Not being able to perform the DDI assessment for CYP3A4 and other CYP enzymes within the same phenotyping cocktail study is considered a limitation. Prior to conducting the clinical DDI studies, adequate information from nonclinical or in vitro studies should be collected to inform the clinical plans. Administration of individual probe substrates in separate, stand-alone clinical DDI studies is costly and time consuming and increases unnecessary drug exposure in healthy participants.

The purpose of caffeine DDI assessment was to contextualize the observed induction effect of abrocitinib on CYP1A2 in vitro; however, the total exposure of caffeine was in fact increased by approximately 40%. This observation excluded the induction potential of abrocitinib on CYP1A2. However, the mechanism in this mild inhibition is not clear, although abrocitinib or its metabolites did not show significant competitive or time-dependent inhibition of CYP1A2 in vitro. Overall, the impact on CYP1A2 is not clinically relevant with no dose adjustment warranted for CYP1A2 substrates.

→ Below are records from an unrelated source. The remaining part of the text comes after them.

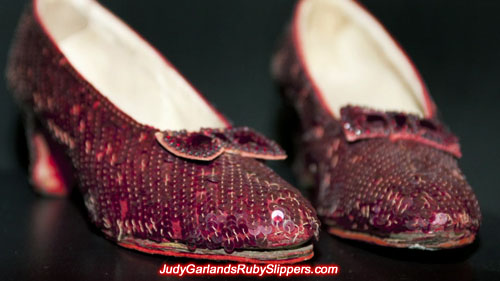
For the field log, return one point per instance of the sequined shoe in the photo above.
(161, 171)
(384, 166)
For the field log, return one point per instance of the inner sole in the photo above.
(354, 61)
(123, 67)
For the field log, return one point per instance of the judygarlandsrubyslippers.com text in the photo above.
(192, 269)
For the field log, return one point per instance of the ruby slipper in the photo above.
(161, 171)
(384, 166)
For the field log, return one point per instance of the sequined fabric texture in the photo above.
(377, 178)
(134, 187)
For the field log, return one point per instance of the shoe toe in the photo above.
(405, 193)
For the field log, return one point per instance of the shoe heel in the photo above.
(50, 169)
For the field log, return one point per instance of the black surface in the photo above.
(223, 47)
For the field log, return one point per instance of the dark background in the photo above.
(224, 47)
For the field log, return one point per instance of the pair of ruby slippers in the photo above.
(162, 171)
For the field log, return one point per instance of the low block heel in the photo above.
(50, 170)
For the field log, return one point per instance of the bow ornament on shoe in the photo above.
(208, 144)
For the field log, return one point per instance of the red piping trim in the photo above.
(227, 257)
(429, 106)
(165, 60)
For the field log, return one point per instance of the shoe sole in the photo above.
(421, 242)
(281, 256)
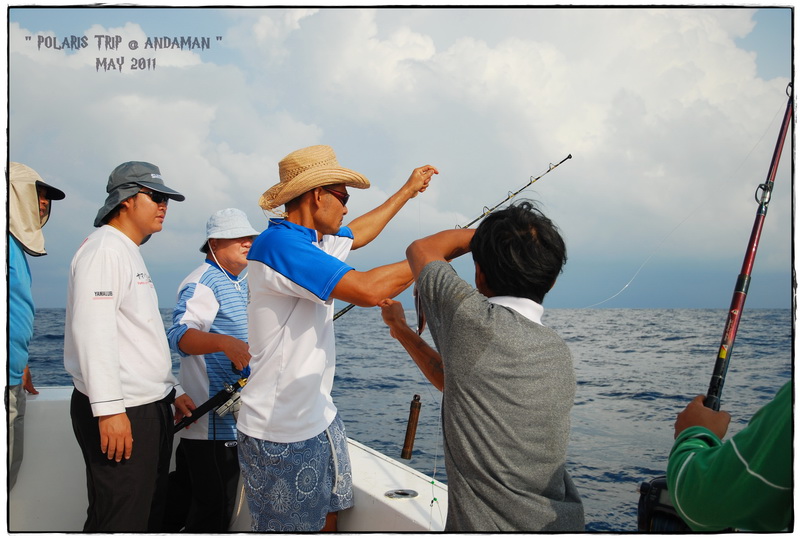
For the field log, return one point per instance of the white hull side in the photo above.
(50, 494)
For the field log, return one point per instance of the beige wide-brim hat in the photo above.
(305, 169)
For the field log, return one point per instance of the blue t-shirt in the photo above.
(291, 250)
(20, 311)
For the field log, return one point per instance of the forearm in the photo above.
(367, 288)
(195, 342)
(367, 227)
(446, 245)
(427, 359)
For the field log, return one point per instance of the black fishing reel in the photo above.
(656, 514)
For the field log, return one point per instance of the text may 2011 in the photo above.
(119, 64)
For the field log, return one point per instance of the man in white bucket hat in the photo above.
(209, 333)
(292, 443)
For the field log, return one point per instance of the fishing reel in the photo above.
(231, 405)
(656, 512)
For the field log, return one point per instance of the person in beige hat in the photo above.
(296, 270)
(116, 350)
(29, 201)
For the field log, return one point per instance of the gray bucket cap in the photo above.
(127, 180)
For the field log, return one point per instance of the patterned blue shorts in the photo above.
(292, 487)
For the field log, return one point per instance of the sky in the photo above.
(671, 116)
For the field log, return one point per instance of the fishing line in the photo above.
(701, 204)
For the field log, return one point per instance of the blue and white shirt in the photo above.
(213, 301)
(290, 316)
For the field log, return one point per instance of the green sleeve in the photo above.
(745, 483)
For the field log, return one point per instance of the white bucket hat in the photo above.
(229, 223)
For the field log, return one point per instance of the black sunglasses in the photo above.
(343, 197)
(158, 198)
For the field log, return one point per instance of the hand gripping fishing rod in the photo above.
(655, 512)
(486, 211)
(229, 393)
(712, 399)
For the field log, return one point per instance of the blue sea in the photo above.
(636, 369)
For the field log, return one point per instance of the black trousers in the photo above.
(126, 496)
(208, 471)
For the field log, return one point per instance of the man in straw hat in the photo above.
(209, 333)
(116, 350)
(29, 200)
(292, 443)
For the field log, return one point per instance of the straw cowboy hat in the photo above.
(305, 169)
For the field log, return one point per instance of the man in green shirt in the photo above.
(744, 483)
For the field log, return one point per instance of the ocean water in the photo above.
(636, 369)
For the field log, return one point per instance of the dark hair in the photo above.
(519, 251)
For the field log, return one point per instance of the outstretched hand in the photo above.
(184, 406)
(420, 178)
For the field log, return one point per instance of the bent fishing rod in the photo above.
(225, 399)
(486, 211)
(712, 399)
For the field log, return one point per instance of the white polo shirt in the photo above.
(290, 326)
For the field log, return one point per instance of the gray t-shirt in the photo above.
(509, 388)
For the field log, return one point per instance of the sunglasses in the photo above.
(158, 198)
(343, 197)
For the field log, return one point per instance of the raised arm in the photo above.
(367, 227)
(367, 288)
(427, 359)
(445, 245)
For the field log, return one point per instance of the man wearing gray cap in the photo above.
(209, 332)
(116, 350)
(28, 210)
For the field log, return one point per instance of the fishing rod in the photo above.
(712, 399)
(655, 512)
(224, 400)
(486, 211)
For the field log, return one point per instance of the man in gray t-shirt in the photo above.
(508, 382)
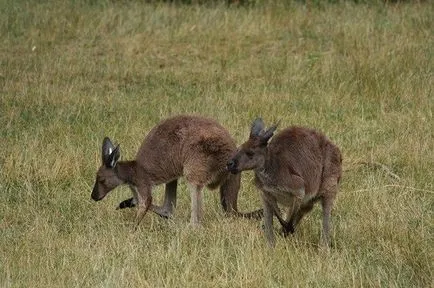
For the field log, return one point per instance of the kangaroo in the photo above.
(297, 168)
(191, 146)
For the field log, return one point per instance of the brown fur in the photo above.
(191, 146)
(297, 168)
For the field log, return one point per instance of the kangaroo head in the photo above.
(251, 154)
(106, 177)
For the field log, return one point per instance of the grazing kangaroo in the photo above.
(191, 146)
(297, 168)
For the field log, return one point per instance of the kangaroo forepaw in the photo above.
(128, 203)
(162, 211)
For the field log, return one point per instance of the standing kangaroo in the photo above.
(191, 146)
(297, 168)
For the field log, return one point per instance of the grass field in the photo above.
(72, 72)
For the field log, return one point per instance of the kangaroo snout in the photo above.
(231, 166)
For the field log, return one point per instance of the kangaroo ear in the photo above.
(110, 154)
(111, 160)
(257, 127)
(107, 146)
(267, 134)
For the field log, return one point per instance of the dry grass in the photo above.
(72, 72)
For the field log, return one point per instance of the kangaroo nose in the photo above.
(231, 165)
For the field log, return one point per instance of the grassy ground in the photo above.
(72, 72)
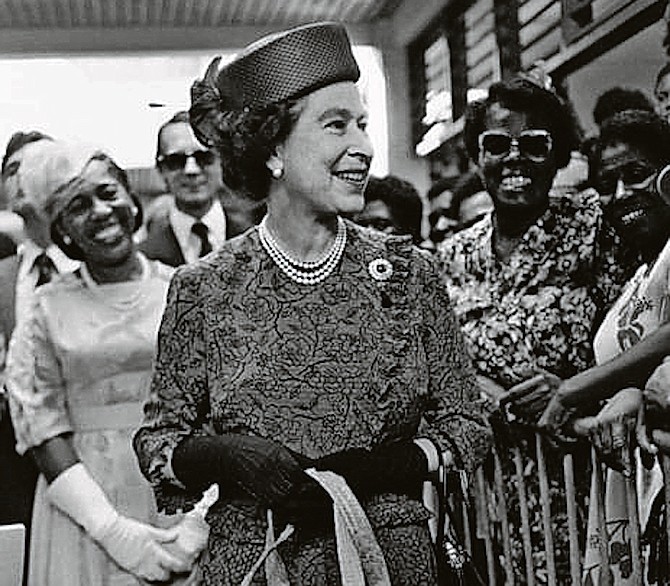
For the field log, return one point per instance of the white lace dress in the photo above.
(82, 364)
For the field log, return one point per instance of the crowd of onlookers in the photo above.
(554, 251)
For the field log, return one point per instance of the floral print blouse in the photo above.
(539, 307)
(362, 358)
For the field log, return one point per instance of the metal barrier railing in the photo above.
(499, 540)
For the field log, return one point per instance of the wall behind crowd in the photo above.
(633, 63)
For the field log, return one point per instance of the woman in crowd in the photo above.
(527, 281)
(78, 372)
(307, 341)
(635, 334)
(393, 206)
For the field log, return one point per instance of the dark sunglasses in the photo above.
(535, 145)
(177, 161)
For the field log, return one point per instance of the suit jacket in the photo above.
(18, 473)
(7, 246)
(161, 243)
(9, 271)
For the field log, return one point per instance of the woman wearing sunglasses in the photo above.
(524, 278)
(634, 337)
(77, 375)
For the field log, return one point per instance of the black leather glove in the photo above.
(308, 508)
(398, 468)
(259, 468)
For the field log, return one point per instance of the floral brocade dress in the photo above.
(82, 364)
(536, 310)
(350, 362)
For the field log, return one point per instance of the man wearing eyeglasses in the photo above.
(193, 222)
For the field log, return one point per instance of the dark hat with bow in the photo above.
(289, 64)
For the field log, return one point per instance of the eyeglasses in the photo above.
(535, 145)
(633, 177)
(177, 161)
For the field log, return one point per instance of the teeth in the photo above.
(631, 216)
(515, 181)
(107, 233)
(353, 176)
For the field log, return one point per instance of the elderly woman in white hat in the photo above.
(77, 374)
(307, 346)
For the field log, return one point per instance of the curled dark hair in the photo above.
(245, 140)
(70, 248)
(619, 99)
(642, 129)
(402, 200)
(522, 95)
(20, 139)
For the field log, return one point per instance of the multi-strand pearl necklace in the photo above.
(300, 271)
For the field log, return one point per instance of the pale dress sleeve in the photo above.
(35, 385)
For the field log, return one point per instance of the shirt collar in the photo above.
(28, 251)
(214, 219)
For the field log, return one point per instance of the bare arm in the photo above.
(631, 368)
(54, 456)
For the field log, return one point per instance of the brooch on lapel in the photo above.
(380, 269)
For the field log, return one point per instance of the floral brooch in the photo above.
(380, 269)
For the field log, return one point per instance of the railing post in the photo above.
(604, 573)
(665, 463)
(545, 500)
(571, 509)
(525, 521)
(504, 522)
(486, 522)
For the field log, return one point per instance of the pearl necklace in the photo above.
(300, 271)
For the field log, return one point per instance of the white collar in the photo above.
(28, 251)
(214, 219)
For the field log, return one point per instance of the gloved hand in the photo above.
(398, 467)
(136, 547)
(308, 508)
(140, 548)
(259, 468)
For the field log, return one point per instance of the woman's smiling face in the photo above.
(100, 218)
(637, 212)
(326, 157)
(518, 180)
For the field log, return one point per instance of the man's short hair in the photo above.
(20, 139)
(178, 118)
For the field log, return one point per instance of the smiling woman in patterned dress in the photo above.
(307, 342)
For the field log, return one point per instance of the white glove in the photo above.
(136, 547)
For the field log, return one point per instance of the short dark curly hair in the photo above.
(402, 200)
(641, 129)
(522, 95)
(619, 99)
(246, 139)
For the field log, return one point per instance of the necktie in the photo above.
(201, 231)
(45, 268)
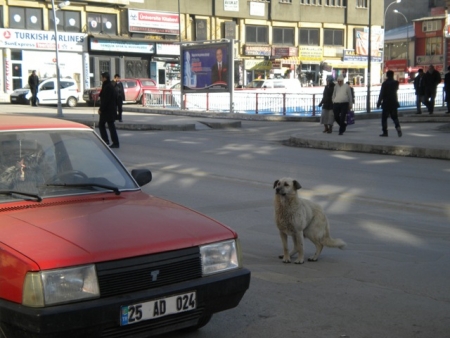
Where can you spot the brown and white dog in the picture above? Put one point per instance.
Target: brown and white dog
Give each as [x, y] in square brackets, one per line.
[300, 218]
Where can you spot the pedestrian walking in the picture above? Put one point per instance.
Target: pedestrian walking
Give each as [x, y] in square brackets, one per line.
[388, 100]
[431, 80]
[108, 111]
[327, 116]
[33, 83]
[419, 87]
[342, 103]
[447, 89]
[120, 92]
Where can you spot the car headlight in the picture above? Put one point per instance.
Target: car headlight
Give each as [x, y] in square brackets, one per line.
[219, 257]
[58, 286]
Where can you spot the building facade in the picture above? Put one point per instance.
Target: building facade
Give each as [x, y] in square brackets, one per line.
[304, 39]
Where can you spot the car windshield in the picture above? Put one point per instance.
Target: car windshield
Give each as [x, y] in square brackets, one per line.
[40, 164]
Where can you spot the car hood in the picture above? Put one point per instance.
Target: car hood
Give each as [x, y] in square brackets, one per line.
[79, 230]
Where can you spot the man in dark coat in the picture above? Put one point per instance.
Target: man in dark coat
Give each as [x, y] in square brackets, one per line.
[120, 95]
[431, 80]
[389, 102]
[108, 111]
[419, 87]
[33, 82]
[447, 89]
[219, 72]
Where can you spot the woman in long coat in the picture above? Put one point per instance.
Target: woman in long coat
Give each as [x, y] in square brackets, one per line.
[327, 116]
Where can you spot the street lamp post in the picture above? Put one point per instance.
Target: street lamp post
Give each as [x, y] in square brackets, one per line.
[58, 76]
[407, 36]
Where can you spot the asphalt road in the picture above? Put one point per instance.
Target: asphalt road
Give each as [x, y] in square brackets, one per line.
[393, 212]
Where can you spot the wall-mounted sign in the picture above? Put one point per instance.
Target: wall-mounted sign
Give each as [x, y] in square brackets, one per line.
[257, 50]
[122, 46]
[231, 5]
[42, 40]
[142, 21]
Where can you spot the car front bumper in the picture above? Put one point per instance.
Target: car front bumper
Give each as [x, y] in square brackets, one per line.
[101, 317]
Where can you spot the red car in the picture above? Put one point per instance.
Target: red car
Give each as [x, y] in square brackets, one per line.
[134, 89]
[85, 253]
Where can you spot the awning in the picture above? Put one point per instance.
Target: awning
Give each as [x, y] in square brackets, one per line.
[345, 64]
[291, 60]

The OC DDI study results demonstrated that multiple doses of abrocitinib 200 mg QD do not reduce the exposures of EE and LN, with the lower bounds of 90% CIs for both EE and LN AUClast ratios above the bioequivalence boundary of 80%. Hormonal OC is the second most commonly used contraceptive method following female permanent contraception [22]. There are no sufficient clinical data to establish an abrocitinib-associated risk regarding female fertility. In addition, AD affects many younger women of childbearing potential. The current study was designed and conducted in accordance with regulatory guidance.

5 Conclusion

Based on the study results, abrocitinib is a moderate inhibitor of CYP2C19 enzyme. Caution should be exercised when using abrocitinib concomitantly with narrow therapeutic index medicines that are primarily metabolized by CYP2C19 enzyme (e.g., S-mephenytoin, clopidogrel). The results of this study suggested that abrocitinib is a mild inhibitor of CYP1A2 enzyme; however, the impact is not clinically relevant, and no general dose adjustment is recommended for CYP1A2 substrates. Abrocitinib does not inhibit CYP3A or induce CYP1A2/2B6/2C19/3A and does not affect the pharmacokinetics of EE or LN.